Globalization is best understood as the interrelationship between nations in the widest sense. Though it is often associated with economic forces, globalization has come to represent the impact of one nation’s political, economic, cultural, and environmental actions upon the global community: as well as the impact on a given nation from developments in the outside world. As students begin to grapple with understanding globalization, it is imperative that they recognize and appreciate the interconnectedness between nations that currently exists and how those connections are shaping the world and also their futures.
Using a current map of the world and up-to-date information (the CIA’s World Factbook Website is a recommended resource), students can draw connections between nations based on trade and diplomatic relationships. The most pressing concerns regarding globalization are a) the ramifications for the developing world as the industrial world continues to consume natural resources at an alarming rate, and b) how these developing nations can or will gain a foothold in a modern global economy. Added to these concerns are the environmental effects of rapid growth and industrialization and the impact on the poor, hungry, and disenfranchised.
Finally, and most notably, globalization should be considered from the perspective of technology and its availability throughout the world. As citizens of nations become more interconnected, how might those factors shift the balance of power at the government level? To what extent does a readily available, constantly streaming source of information begin to reshape our understanding of what it means to be a citizen of the world? The impact of globalization can serve to unify or divide; what role is it now playing in moving us toward unity or division?

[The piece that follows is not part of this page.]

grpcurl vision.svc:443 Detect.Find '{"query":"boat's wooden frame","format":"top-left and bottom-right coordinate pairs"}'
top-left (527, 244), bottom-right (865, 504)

The video clips below will help your students better understand the impact of globalization on international relations and on today’s politics of food and water.
Impact of Globalization Video Links
“Is a Malthusian nightmare unavoidable?” – Fred Kirschenmann
“Global resource allocation” – Fred Kirschenmann
“Impact of US Farm Bill on foreign farmers” – Ann Tutwiler
“Climate change and agricultural production” – Ann Tutwiler
“UN crop research programs” – Ann Tutwiler
“Internal social consequences from climate change” – Andrew Guzman
“National interests, economic considerations, domestic policy” – Andrew Guzman
“Climate change, pollution, and overfishing are changing the oceans” – Andreas Merkl
“Establishing policy to manage the world’s oceans” – Andreas Merkl
“Governments and international organizations, power and food security issues” – Robert Paarlberg
“National interest can marginalize the effectiveness of international organizations” – Robert Paarlberg
“Population issues, limits on growth and overpopulation” – Final Panel
“International family planning and reductions in hunger” – Final Panel
“Trans-Pacific partnership, US/international agreements” – Final Panel
Study Guide Questions for Impact of Globalization
Impact of Globalization
1. Define globalization.
2. What examples illustrate the interconnectedness of the world?
3. How local is globalization?
4. How is globalization personal?
5. What is global citizenship?
6. What role does globalization have in the world-wide availability of food and water?